1. Range Manipulation
Hallo, my name is Anna Grigoriadou and I love
singing and playing the piano. This lesson is for week
4 of Introduction to Music Production at coursera.org. I
will be teaching the range manipulation.
2. Musical dynamics is one of the most
important ways we adjust the energy over a
course of a piece of music. A large part of the
reason of music is to manipulate the emotions
and the energy of the listener. We control
dynamics in a variety of places within the
production process to heighten that experience.
To increase the highs and decrease the lows,
really get a nice, emotional journey over a piece
of music.
3. To make the louds louder and the
quiets quieter, we can actually reduce
that dynamic range. And we, we have to
make those choices very carefully. and
we have numerous tools that we use to
kind of control that. We want to make
sure that all of the changes we make in
the post-production process are true to the
underlying material.
4. A) Macro scale
If we zoom out, we look at the entire song and
see the relative levels between the sections. And we
can automate, use a volume fader, and automate
those differences.
5. B) A little bit of a smaller scale
We manipulate the dynamics of a single performance.
And this is very common with a vocalist. You find, often, that the
vocal will get louder during the chorus and quieter during the verse.
Or just word to word. Some words just come out louder, and some
come out quieter. And, while mixing, it's a major concern for us
because we want to keep that as the focus most of the time. Mix
engineer's job is to keep a clear focus for the listener. So, if the
vocalist is loud on some words and quiet on others, sometimes, like
say you have a guitar behind it. The vocal can kind jump in front of
the guitar, and then when it gets quiet, get lost in the volume of the
guitar and kind of become in and out like that. We try to avoid that
maybe by keeping the vocalists right in the front.
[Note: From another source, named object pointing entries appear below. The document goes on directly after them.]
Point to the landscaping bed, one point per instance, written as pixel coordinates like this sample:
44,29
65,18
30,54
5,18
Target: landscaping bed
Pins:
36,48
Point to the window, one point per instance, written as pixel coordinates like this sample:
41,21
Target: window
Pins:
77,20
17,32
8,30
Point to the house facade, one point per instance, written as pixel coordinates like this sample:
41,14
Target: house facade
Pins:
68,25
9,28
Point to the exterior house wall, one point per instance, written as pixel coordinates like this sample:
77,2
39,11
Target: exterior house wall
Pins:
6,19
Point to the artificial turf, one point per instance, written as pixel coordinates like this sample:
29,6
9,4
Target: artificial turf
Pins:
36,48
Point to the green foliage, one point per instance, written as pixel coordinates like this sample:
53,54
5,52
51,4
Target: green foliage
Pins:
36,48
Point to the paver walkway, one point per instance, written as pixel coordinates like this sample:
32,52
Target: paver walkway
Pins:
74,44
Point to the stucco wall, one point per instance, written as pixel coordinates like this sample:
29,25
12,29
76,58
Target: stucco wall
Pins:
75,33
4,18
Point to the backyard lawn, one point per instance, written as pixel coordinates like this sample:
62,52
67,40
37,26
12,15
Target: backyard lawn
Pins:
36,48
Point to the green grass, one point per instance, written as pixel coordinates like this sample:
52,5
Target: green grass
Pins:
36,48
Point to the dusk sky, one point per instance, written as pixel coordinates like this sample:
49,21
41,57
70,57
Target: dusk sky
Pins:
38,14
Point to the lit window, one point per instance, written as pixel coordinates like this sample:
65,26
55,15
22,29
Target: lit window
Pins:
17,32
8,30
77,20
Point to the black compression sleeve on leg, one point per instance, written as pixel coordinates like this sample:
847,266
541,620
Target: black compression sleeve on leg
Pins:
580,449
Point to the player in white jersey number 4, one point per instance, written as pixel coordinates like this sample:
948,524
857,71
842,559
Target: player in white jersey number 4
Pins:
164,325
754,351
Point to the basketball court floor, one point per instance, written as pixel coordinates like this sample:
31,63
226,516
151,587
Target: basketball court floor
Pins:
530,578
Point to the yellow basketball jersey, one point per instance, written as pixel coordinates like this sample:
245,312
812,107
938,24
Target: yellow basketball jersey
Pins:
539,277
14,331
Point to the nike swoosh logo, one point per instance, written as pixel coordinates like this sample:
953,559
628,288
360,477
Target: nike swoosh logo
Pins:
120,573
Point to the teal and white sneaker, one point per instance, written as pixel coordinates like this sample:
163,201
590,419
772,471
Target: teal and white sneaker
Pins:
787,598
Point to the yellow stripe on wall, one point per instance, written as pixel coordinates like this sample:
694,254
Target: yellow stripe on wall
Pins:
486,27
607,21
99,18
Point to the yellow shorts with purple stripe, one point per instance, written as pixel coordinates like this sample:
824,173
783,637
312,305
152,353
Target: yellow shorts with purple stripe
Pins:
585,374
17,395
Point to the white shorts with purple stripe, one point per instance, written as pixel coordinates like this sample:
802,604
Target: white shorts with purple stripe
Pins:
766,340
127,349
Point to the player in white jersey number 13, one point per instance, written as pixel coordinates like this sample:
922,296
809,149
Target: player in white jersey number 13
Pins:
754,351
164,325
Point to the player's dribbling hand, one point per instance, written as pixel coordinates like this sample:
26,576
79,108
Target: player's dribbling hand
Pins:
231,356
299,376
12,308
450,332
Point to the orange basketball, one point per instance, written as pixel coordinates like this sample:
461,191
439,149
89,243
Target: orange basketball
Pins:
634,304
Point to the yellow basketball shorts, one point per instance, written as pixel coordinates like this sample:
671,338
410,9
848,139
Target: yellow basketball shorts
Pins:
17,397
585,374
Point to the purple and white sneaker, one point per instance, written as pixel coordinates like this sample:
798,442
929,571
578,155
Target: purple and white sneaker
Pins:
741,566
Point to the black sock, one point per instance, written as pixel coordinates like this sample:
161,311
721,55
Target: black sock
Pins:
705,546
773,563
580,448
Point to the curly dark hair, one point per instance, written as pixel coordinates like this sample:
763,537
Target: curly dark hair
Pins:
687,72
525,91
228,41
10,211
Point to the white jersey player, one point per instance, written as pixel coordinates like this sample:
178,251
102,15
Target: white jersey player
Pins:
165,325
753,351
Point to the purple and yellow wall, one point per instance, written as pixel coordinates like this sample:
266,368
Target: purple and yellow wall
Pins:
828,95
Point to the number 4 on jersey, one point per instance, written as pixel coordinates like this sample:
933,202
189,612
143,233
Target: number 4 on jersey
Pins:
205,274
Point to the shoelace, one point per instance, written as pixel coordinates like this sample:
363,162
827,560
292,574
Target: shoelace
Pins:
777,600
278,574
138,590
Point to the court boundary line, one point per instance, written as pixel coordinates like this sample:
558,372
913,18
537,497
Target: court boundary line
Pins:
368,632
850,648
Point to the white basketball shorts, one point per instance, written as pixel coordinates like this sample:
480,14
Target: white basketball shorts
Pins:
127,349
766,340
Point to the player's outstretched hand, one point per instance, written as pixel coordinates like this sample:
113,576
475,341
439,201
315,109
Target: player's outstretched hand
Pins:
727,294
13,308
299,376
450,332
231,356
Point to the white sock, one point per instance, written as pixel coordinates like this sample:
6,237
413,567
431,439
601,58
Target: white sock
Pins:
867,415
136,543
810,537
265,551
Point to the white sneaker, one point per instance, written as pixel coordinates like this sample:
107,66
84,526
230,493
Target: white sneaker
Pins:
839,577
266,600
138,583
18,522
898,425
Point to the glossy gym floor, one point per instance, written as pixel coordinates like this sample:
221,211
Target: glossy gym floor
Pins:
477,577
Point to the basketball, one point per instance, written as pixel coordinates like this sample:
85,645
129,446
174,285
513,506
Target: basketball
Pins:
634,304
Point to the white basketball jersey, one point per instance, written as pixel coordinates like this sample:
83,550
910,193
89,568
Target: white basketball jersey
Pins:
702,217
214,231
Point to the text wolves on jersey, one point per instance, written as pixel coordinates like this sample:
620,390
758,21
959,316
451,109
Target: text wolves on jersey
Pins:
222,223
So there's a
technique we call riding the vocal, which is taking a volume fader,
when the voice gets quiet, bring the volume up and when the voice
gets loud, bring the level down.
6. C) Microdynamics
Another type of dynamic control we have is even smaller
scale. And this is kind of microdynamics, where we can control the
dynamic shape of each individual drum hit. And we can control the
transient. Now the transient is a moment where the amplitude
changes a lot In a short amount of time for example a clap or a drum
hit. There's this big peak right away, and then it decays fast, and that
big peak is a transient. And you'll hear this term used all over the
place. Computers analyze for transients, there are functions in DAWs
to tab to the next transient, to slice on transients. It's a really important
concept. And dynamic controls like compressors and gates let us
manipulate those. So if we start manipulating transients and dynamics
on the fine, kind of microscale like this, we're controlling things like
the punchiness or the impact of drums can be manipulating with these
kind of tools.
8. Don't forget!
Always be thinking about the listener.
Use the dynamics as a way to move the listener
through the mix, and have them focus on the most
important thing at any moment in time.